Willard wrote:
I get that creeping paranoid feeling a lot, too (I seriously considered permanently changing my rank to
Ghostface Threadkillah), but apparently it just happens that way. Threads peter out when they do and somebody has to be the last one to say something, so sometimes its you. Its just a perception that it happens to you more than anyone lese, not an actuality - we're kind of programmed to think that way by years of trying to figure out the reactions and behaviors of the Neurotypicals around us.

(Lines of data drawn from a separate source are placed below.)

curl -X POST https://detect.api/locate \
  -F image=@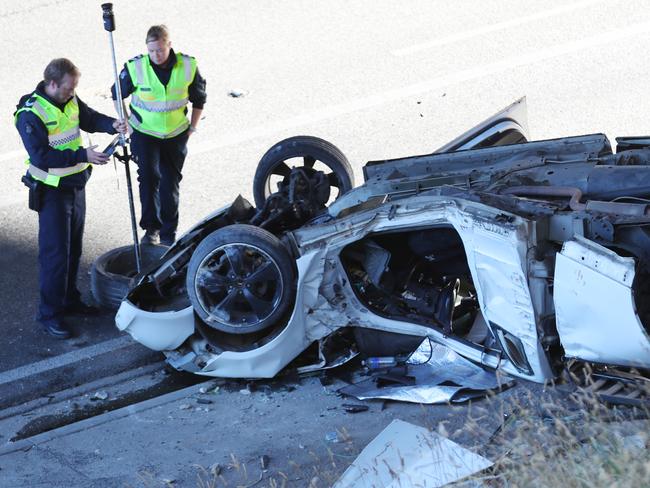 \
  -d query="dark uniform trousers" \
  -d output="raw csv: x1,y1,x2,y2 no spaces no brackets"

37,185,86,323
131,130,189,241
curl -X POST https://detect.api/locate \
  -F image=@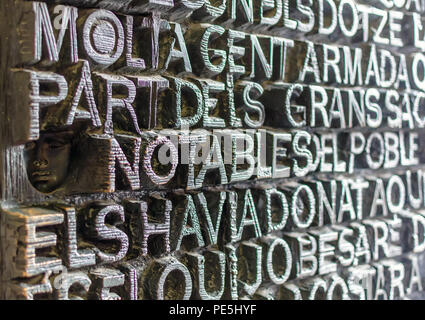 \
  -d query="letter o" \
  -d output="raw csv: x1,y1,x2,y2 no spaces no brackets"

366,132,385,169
386,175,406,213
338,0,359,37
291,185,316,228
143,136,179,185
265,238,292,285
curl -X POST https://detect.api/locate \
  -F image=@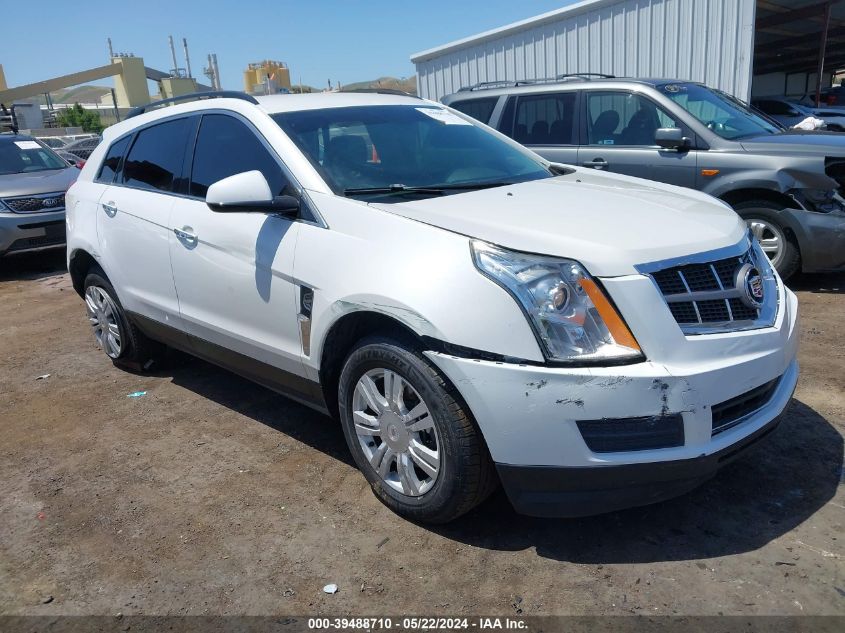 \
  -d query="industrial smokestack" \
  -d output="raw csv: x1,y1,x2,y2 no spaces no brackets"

182,37,193,78
167,35,179,77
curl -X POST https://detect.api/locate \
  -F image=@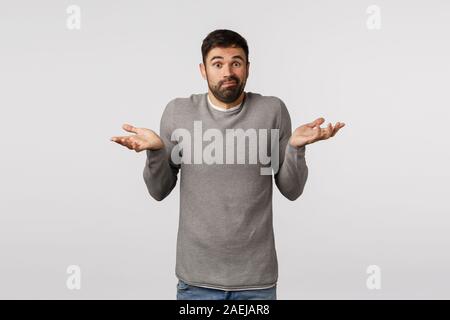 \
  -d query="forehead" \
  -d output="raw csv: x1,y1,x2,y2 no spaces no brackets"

206,47,245,61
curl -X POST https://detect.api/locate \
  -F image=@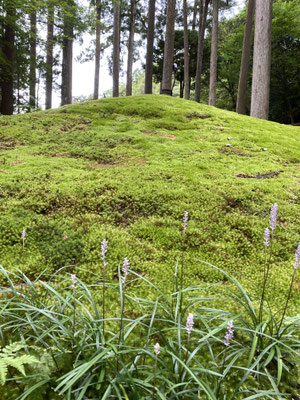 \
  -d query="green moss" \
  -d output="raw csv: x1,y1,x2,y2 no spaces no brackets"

0,95,300,311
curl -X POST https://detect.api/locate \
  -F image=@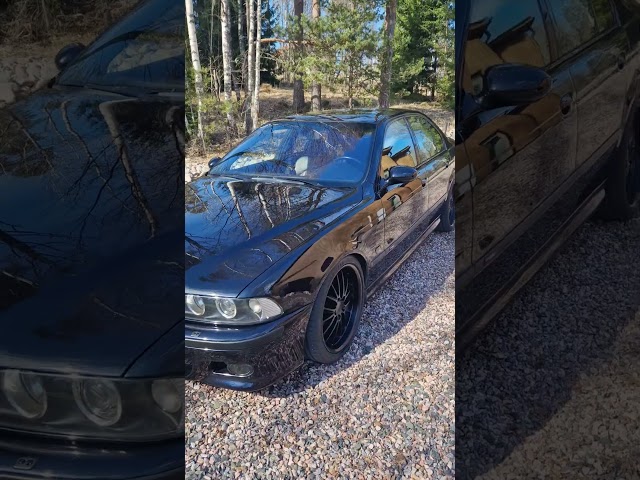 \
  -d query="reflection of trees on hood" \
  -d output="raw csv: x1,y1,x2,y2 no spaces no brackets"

0,92,184,314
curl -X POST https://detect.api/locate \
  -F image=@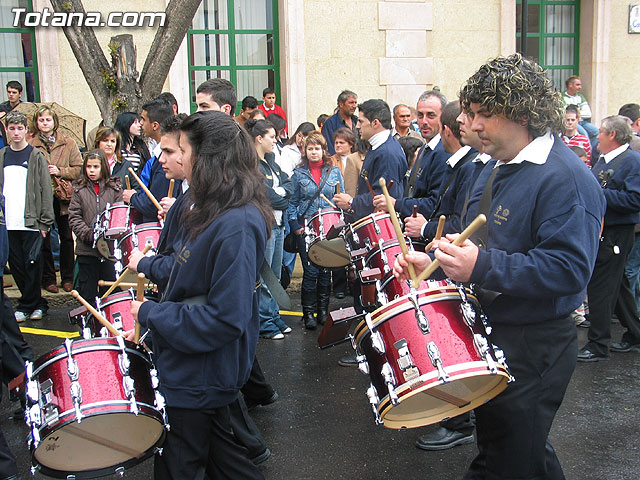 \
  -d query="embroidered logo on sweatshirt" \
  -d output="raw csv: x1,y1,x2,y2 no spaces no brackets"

493,205,510,225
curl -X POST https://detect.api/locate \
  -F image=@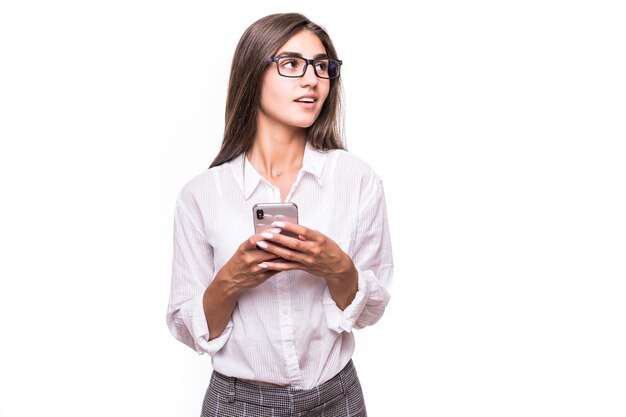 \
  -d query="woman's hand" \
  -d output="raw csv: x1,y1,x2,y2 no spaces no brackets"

256,222,358,309
215,229,280,295
202,229,280,340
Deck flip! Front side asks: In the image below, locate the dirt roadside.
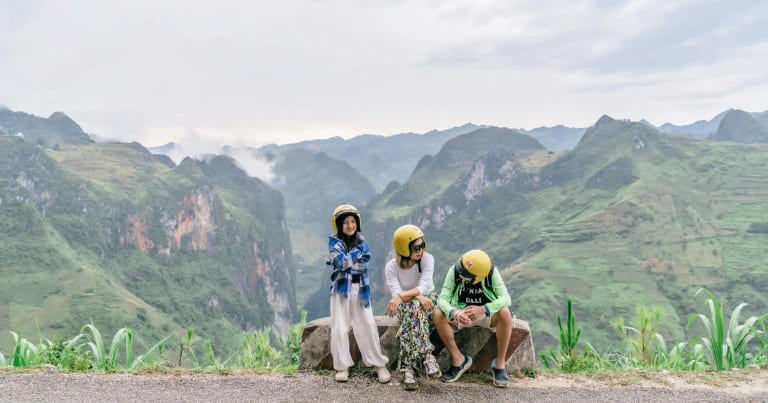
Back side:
[0,368,768,402]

If, in RL conversation, I make a remark about something several people are discussing and they all abruptly change topics, I often feel they've done it intentionally to exclude me and start trying to figure out what I said wrong, but sometimes they had just exhausted what they had to say about the subject and that was that. The only thing I did wrong was try to over-analyze the occurrence just in case there was some hidden NT message being sent that I didn't pick up on.
As has been noted here several times now, if you actually said something that offended someone, believe me, they would let you know in a heartbeat.
And how!
i'm glad i'm not the only one that gets paranoid. i've been struggling with that more and more as i get older--as time has gone by i've lost all but one of my friends, and most of my family except my mother, to situations where i could never figure out what it was i had done wrong. they would tell me things like i was "cold and uncompromising" or "unfair" but then refuse to explain how or in what way in a given situation i could be different (at least in a way i am capable of), so i've become very paranoid about the whole mess.
example: other person - "i wish you would try to be more aware of my feelings"
me - "how can i be aware of your feelings if you don't tell me what they are?"
other person - "i shouldn't have to tell you"
me - "but you do have to tell me. i'm not psychic"
other person - "well maybe you should be, because i shouldn't have to explain all my feelings to you. aren't you human?"
that's usually when i walk away.
nowadays no matter what the situation i just assume it's my fault somehow or something i've done wrong--or even just the act of being myself that's wrong. who i am and what i do is never satisfactory for other people, so it's a really sensitive subject for me, and i feel rejected everywhere--whether i actually am being rejected or not.
i can't even tell the difference anymore, if i ever could.
this time of year is hard for me, too, and that doesn't help. i miss having a family to spend the holidays with, even one that didn't understand me.